Publié le : mardi 16 août 2022

Résumé :

C’est à tort que le préfet a refusé un titre de séjour à un jeune anciennement pris en charge par l’ASE, au motif que les documents d’état civil présentés seraient faux.

En effet, le préfet ne renverse pas la présomption de validité posée par l’article 47 du code civil. L’obligation de légalisation du jugement supplétif doit tout d’abord être regardée comme remplie dès lors qu’il a été légalisé par l’ambassade de Guinée en France, les services consulaires français en Guinée ne procédant plus à cette légalisation. Par ailleurs, ni le fait que les actes soient établis sur un support sans sécurité documentaire (en l’absence d’élément sur la qualité des supports et les sécurités que doivent comporter ces actes selon la loi guinéenne), ni l’existence de cachets secs et humides présentant des anomalies, ne suffit à établir le caractère irrégulier, falsifié ou inexact de leurs mentions.

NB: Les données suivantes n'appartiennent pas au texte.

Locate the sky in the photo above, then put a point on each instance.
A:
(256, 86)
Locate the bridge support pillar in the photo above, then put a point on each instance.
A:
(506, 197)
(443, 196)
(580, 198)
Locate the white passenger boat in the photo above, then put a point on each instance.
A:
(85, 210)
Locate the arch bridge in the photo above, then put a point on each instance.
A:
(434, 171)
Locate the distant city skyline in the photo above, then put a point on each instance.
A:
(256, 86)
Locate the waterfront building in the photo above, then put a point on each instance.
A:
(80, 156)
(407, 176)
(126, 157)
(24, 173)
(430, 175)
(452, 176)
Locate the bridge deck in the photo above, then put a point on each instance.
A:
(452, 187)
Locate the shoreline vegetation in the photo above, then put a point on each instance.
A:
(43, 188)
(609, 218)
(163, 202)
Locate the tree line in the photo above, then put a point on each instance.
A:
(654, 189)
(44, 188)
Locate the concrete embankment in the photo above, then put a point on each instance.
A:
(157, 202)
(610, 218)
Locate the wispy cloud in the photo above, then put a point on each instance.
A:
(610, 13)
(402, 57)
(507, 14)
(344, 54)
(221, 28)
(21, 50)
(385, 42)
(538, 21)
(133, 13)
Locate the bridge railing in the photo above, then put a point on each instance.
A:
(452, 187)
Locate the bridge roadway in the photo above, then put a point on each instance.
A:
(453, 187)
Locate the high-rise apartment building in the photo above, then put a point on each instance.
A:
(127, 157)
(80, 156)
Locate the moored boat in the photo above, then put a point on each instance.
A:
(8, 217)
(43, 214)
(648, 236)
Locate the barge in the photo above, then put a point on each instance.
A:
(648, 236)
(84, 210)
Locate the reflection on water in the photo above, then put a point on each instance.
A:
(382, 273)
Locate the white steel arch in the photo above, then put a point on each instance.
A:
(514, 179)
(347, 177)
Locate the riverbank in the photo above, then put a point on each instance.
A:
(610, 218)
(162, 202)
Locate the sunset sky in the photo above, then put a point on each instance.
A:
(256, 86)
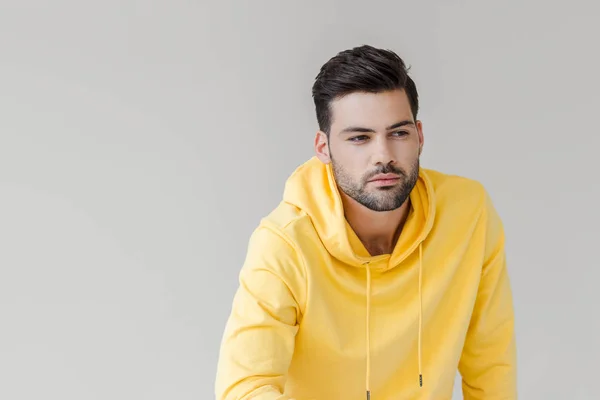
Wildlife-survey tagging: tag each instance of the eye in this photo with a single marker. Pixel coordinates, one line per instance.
(359, 138)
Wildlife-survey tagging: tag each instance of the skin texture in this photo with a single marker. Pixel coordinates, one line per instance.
(371, 134)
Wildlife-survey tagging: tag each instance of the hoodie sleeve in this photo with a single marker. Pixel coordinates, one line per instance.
(258, 342)
(488, 365)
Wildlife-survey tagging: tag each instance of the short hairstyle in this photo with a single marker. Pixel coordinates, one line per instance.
(360, 69)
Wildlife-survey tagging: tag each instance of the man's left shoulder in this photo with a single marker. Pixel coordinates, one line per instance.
(455, 189)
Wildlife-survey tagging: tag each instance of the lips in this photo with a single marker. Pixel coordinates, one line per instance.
(385, 178)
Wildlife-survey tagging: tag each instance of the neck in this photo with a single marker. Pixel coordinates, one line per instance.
(378, 231)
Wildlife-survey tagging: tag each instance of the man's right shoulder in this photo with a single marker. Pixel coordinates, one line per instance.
(285, 229)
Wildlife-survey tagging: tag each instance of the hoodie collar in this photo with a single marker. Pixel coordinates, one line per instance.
(312, 188)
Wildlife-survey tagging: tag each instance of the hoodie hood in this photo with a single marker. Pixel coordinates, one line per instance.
(312, 188)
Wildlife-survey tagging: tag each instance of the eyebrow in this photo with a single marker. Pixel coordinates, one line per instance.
(353, 129)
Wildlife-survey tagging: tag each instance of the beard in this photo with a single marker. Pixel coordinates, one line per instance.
(386, 198)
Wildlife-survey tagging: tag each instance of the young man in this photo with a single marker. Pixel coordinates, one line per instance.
(373, 277)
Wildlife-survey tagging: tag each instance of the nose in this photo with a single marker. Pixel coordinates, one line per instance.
(382, 152)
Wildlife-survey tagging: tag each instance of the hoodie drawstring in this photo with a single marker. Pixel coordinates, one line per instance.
(420, 312)
(368, 332)
(368, 323)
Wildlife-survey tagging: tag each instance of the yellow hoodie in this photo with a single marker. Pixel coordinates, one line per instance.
(317, 318)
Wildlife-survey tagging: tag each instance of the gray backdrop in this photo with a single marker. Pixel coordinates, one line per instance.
(142, 141)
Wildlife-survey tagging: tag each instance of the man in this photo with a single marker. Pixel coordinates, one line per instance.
(373, 277)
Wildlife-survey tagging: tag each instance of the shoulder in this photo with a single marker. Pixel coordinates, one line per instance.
(452, 191)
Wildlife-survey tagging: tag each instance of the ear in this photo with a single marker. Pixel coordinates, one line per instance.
(322, 147)
(420, 133)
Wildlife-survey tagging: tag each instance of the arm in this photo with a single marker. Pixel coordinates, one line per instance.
(488, 363)
(258, 342)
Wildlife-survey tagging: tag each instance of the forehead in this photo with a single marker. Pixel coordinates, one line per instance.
(371, 110)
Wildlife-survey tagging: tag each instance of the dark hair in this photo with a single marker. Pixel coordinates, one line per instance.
(360, 69)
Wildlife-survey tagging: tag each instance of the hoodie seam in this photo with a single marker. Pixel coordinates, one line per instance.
(283, 236)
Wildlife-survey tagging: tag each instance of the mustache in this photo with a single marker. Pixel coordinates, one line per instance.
(386, 169)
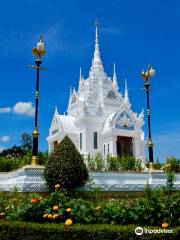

S’agissant de la délivrance du titre de séjour sollicité, la Cour retient par ailleurs que l’article L.423-22 du CESEDA (carte de séjour "vie privée et familiale") n’exige pas que le demandeur soit isolé dans son pays d’origine.


Extraits de l’arrêt :

« 6. Pour refuser de délivrer à M. A le titre de séjour qu’il avait sollicité sur le fondement de l’article L.423-22 du code de l’entrée et du séjour des étrangers et du droit d’asile, le préfet du Doubs s’est fondé sur la fraude commise par le demandeur en produisant des documents d’état civil présentant le caractère de faux en écriture publique et que par conséquence, son identité et son âge n’étaient pas établi. Le préfet s’est alors fondé sur le rapport rédigé par la cellule de lutte contre la fraude documentaire interdépartementale des services de la police aux frontières […] , qui, après avoir souligné l’impossibilité de procéder à une analyse de l’authenticité des supports non sécurisés des documents produits, relève notamment que le jugement supplétif tenant lieu d’acte de naissance est incomplet au regard des dispositions de l’article 196 du code civil guinéen, supporte des cachets humides dont les caractères sont irréguliers et des cachets secs pratiquement illisibles qui présentent des anomalies et n’a pas été légalisé par les autorités consulaires françaises en Guinée.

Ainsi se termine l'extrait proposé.